One of the domestic music labels, ‘KALAN’, was established in 1991 in Istanbul. Its owner Hasan Saltık decided to produce minorities’ music as well as Turkish folk, Turkish classical, Turkish pop and other styles. Records were usually released with rich liner notes or a booklet. Thanks to his policy to diversify production, minorities’ music could be successfully distributed to the public. Hasan continued his activities despite the risks of prosecution. Consequently he was highly evaluated at the international level as a winner of several awards. His activities promoting minorities’ musics to the public have been regarded as among Turkey’s most effective measures since the commencement of negotiations for EU accession in 2005.
4. Takako Inoue “Starting from Bootlegging and Piracy: Popular Music and Film Industries in India”
This paper explores the changing relationship between popular music production and film industries in India. The Indian cinema is famous for its quasi-musical style, characterized by a lot of songs incorporated into the story. Until the 1980s, Indian popular music had been almost wholly comprised of film songs that film stars appearing on the screen pretended to sing with lip-syncing. In practice these songs were sung by playback singers behind the scenes who never appear on the screen. As recording film songs continued to be a part of film industries that in effect had control over the popular music scene, the copyrights or royalties of recorded music for singers, composers and musicians were largely neglected.
Moreover, as the Indian economy from independence until the 1990s was characterized by regulations, protectionism, and public ownership of large monopolies, the production and distribution of disk recordings was monopolized by the Gramophone Company of India Limited, which kept the price of a disk too high to be affordable by the masses. Consequently the circulation of film songs was largely dependent on bootlegging and piracy, which checked the growth of normal music industries. Thus 90 % circulation of music cassettes were said to be bootlegs and pirate recordings.

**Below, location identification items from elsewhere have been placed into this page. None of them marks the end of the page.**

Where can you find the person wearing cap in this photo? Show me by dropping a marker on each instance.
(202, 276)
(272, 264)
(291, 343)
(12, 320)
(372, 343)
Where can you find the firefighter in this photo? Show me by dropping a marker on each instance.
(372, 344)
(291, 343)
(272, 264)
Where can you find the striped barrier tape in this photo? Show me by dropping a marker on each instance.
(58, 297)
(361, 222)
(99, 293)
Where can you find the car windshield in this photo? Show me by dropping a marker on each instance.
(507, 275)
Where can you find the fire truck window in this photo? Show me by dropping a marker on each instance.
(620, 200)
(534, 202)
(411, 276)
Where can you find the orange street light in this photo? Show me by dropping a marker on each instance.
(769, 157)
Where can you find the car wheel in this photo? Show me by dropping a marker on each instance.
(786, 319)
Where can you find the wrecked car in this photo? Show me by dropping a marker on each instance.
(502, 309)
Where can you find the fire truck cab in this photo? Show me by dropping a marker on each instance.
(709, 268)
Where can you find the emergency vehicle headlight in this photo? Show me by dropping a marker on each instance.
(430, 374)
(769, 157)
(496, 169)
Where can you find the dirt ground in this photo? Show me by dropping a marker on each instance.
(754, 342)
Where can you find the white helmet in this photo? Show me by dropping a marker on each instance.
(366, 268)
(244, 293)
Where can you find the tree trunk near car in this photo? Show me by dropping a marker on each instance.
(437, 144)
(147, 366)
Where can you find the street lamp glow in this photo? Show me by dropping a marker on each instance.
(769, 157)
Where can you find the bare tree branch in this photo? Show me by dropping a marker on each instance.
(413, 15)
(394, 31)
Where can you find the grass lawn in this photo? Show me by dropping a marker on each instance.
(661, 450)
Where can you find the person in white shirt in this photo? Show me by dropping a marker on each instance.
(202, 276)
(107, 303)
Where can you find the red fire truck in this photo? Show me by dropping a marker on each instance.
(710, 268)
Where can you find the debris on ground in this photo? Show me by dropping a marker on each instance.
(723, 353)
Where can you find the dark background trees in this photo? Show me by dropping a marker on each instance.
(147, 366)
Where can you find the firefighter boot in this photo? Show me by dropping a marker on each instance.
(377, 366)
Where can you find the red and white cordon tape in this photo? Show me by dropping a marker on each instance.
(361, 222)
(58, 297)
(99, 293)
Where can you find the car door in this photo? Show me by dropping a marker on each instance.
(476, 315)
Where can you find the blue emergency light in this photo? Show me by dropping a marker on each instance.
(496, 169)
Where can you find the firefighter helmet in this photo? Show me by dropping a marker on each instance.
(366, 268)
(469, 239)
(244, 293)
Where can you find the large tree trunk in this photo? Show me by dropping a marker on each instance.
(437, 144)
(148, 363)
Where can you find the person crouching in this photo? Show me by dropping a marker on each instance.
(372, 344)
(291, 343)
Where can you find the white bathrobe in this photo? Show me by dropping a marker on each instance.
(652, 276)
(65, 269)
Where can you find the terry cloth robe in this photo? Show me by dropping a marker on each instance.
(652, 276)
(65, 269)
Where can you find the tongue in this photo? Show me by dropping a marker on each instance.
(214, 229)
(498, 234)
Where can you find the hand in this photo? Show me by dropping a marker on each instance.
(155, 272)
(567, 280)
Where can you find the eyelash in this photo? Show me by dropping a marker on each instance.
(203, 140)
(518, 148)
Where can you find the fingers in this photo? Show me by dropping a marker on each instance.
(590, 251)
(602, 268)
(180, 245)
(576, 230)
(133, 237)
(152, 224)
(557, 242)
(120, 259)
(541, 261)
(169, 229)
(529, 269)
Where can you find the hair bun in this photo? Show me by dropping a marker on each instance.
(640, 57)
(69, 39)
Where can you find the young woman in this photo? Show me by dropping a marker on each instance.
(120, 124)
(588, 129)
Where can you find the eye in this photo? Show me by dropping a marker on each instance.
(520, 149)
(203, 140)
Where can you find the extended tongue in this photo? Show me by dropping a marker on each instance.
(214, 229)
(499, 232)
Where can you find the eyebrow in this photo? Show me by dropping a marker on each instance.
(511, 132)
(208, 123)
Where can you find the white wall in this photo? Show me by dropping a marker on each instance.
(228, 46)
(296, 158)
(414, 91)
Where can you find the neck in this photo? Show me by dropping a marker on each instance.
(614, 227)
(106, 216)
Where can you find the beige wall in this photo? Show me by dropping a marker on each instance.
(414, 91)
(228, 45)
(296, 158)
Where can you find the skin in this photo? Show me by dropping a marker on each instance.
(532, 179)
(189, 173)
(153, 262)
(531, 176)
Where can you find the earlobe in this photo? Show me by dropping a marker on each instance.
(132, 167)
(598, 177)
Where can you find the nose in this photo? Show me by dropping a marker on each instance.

In the 1990s, along with economic liberalization many small-scale local music labels were newly established, global major labels advanced into the Indian market, and MTV and other music channels became available to the masses via satellite broadcasting. Newly founded Indian labels groped for substantial independence to separate from the film industry and also had to compete with global majors by partially adopting the global business model. This led them to be aware of the problem of bootlegging and piracy, and to reorganize their association called the Indian Music Industry so as to initiate a stop piracy campaign to protect copyright. As a result, they successfully reduced piracy to almost 30% by the early C21st. Film music, however, still occupies almost half of India’s net music sales today, so many music labels depend on film sales. Hence the music industry of India is still trying to construct an equal partnership to free itself from its subordinate status to film industry.




政経史学会秋季学術大会では、初めて英語による報告募集が行われたが、報告、パネル等を含め、英語のセッションは本パネルのみであった。
会場の参加者は日本人ばかりで英語ネイティヴがいなかったにもかかわらず、議論は活発に行われた。
特に、マイノリティの音楽録音を販売する意義、その受容者あるいはリスナーの意識、録音産業の将来と著作権問題等について、会場の関心が集まった。